The half-life of a reaction, symbolized as \(t_{1/2}\), is the time required for the concentration of a reactant to decrease to half of its initial value. In first-order reactions, the half-life is independent of the initial concentration and can be calculated using the formula:
\(t_{1/2} = \frac{0.693}{k}\),
where \(k\) is the rate constant. This relationship underscores the significance of half-life in first-order reactions, as it remains constant regardless of the concentration, unlike in reactions of other orders.

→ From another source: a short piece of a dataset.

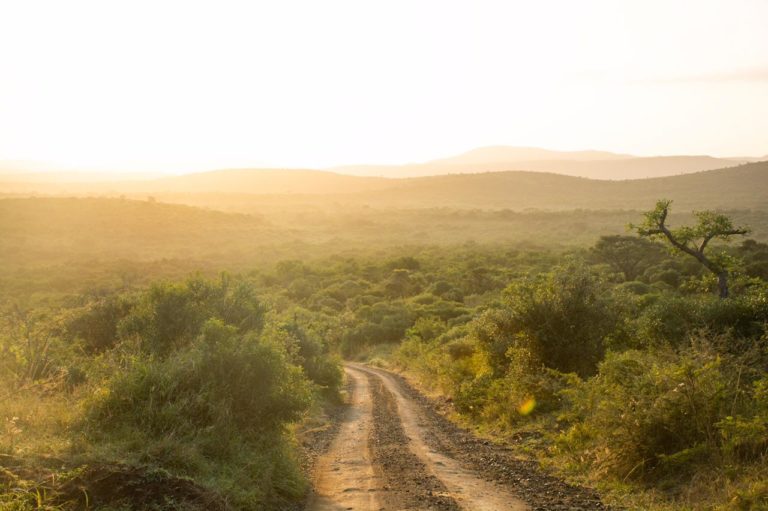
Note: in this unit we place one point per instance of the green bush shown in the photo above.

By calculating the half-life or using the given half-life, we can infer the rate constant and later use it to determine the concentration of reactants or products at any time.

Concentration Calculation

Calculating the concentration of reactants or products in a chemical reaction is a fundamental skill in chemistry. Concentration refers to the amount of a substance within a certain volume of solution and is often expressed in molarity (M), which is moles per liter. In the given disproportionation reaction, we use the initial mass of \(\text{InCl}(s)\) to determine the moles and then divide by the volume of the solution in liters to find the initial concentration of \(\text{In}^{+}(aq)\). To find the concentration after a certain time, we apply the first-order kinetic model and use the rate constant \(k\) to calculate how the concentration changes with time.

Molar Mass

Molar mass, represented by \( MM \), is the mass of one mole of a substance, usually expressed in grams per mole (g/mol). It is a critical value for converting between the mass of a substance and the number of moles. In our exercise, to find the moles of \(\text{InCl}(s)\) dissolved, we need its molar mass, which we obtain by summing the atomic masses of indium (In) and chlorine (Cl) from the periodic table. Knowing the molar mass allows us to perform stoichiometric calculations and understand the relationship between the mass of a substance and the amount in moles.

Moles and Molarity

Moles and molarity are two significant concepts in chemistry that serve as a bridge between the microscopic world of atoms and molecules and the macroscopic world we measure in the lab. A mole represents Avogadro's number of particles, which is \(6.022 \times 10^{23}\) entities, and reflects the quantity of substance. Molarity is the concentration of a solution expressed as the number of moles of solute per liter of solution (mol/L). These concepts are deeply interconnected: to know the molarity, we need the number of moles of solute, which we can calculate using the mass and molar mass of the substance. Once we have the molarity, we can readily engage in various calculations, such as determining reactant and product concentrations at different stages of a reaction.